EPN

ACIT4040 Applied Artificial Intelligence Project Course description

Course name in Norwegian
Applied Artificial Intelligence Project
Study programme
Master's Programme in Applied Computer and Information Technology
Weight
10.0 ECTS
Year of study
2022/2023
Curriculum
FALL 2022
Schedule
Course history

Introduction

A real artificial intelligence project will be carried by a large team of students. A practical application will be targeted using state-of-the-art methods and tools. The students will construct a working system from scratch, implementing machine learning components as well as using existing tools. The students are involved in the entire process, starting from earlier design choices to the AI system completion. Examples of tasks may include speech processing and image recognition, robots or drones navigation, self-driving vehicles, and chatbots.

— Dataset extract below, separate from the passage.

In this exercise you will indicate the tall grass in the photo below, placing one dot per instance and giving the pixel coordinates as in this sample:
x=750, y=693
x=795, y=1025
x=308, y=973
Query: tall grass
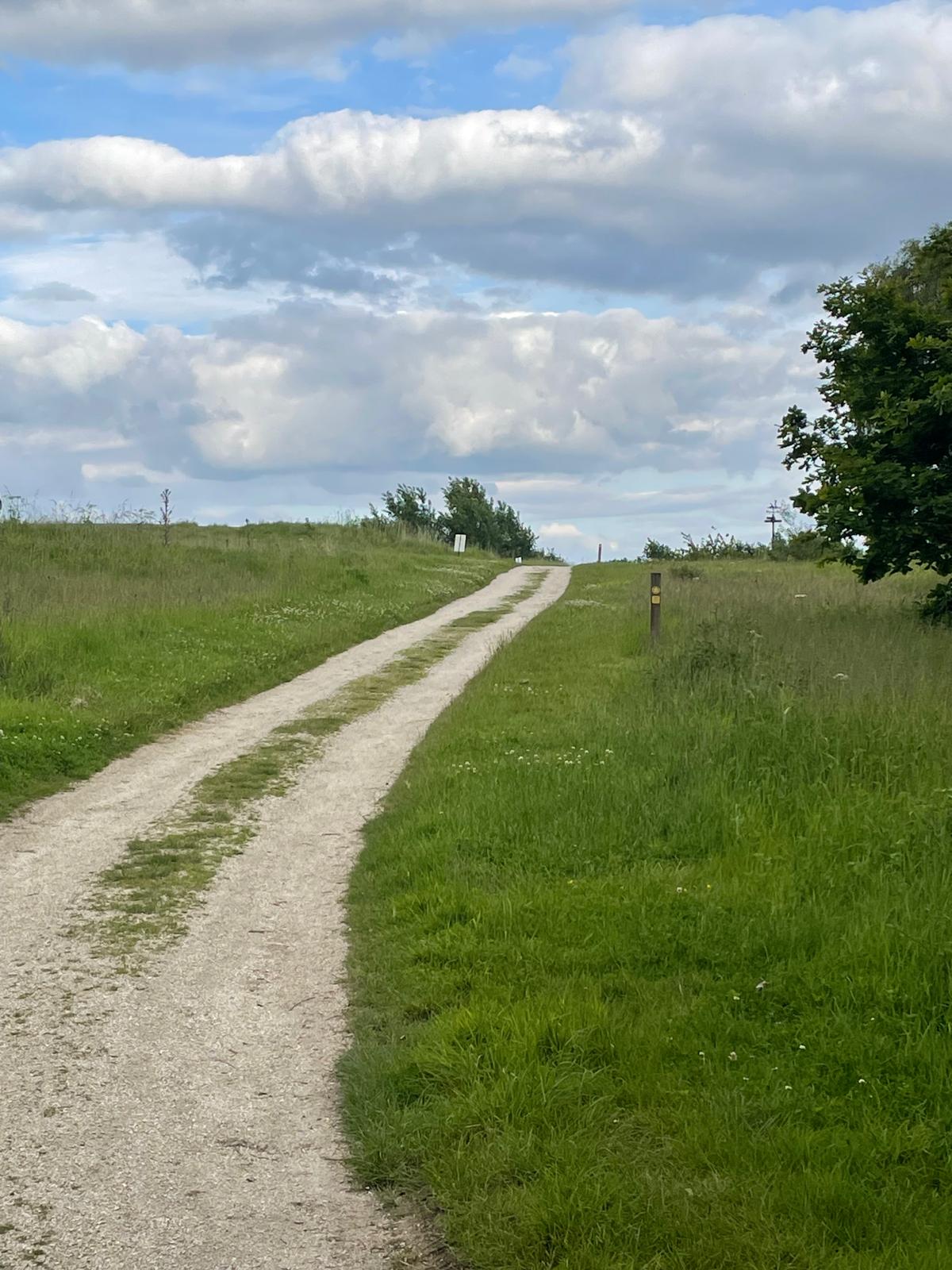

Through this course, the students will gain an in-depth understanding of "AI in practice", as opposed to "AI in theory" or "AI on toy problems".

Recommended preliminary courses

It is highly recommended that the student has taken the courses Advanced Machine Learning and Deep Learning and/or Evolutionary AI and robotics. It is also recommended to have good programming skills, such as 20 ECTS of previous programming-focused subjects.

Required preliminary courses

No formal requirements over and above the admission requirements.

Learning outcomes

Upon successful completion of the course:

Knowledge

The student:

  • understands why, when and how to use AI methods in realistic problems that they may encounter in their technical careers
  • knows how to produce the necessary technical documentation
  • understands how to manage a project in its expertise domain

Skills

The student:

  • can work in a large group with a vaguely defined problem statement
  • can assess different frameworks and tools for artificial intelligence in given contexts
  • can build systems that realise aspects of intelligent behaviour
  • can take part in the design and implemention of a relatively large AI project
  • can debug AI applications and correct bugs at a system level (integration)

General competence

The students

  • can work in a project within their specific expertise area
  • is able to make decisions based on limited information
  • is able to tolerate previous decisions when they turn out to be suboptimal and can evaluate them when better information becomes available

Content

Introduction to modern methods, techniques and tools used in projects related to the course assignment. Lectures and tutorials will be given on the tools, laboratories and facilities available at OsloMet, and their use in relation to the given assignment text, specifications, design, verification, prototyping and development. A realistic project will then be carried out where participants work together as an "applied artificial intelligence development team".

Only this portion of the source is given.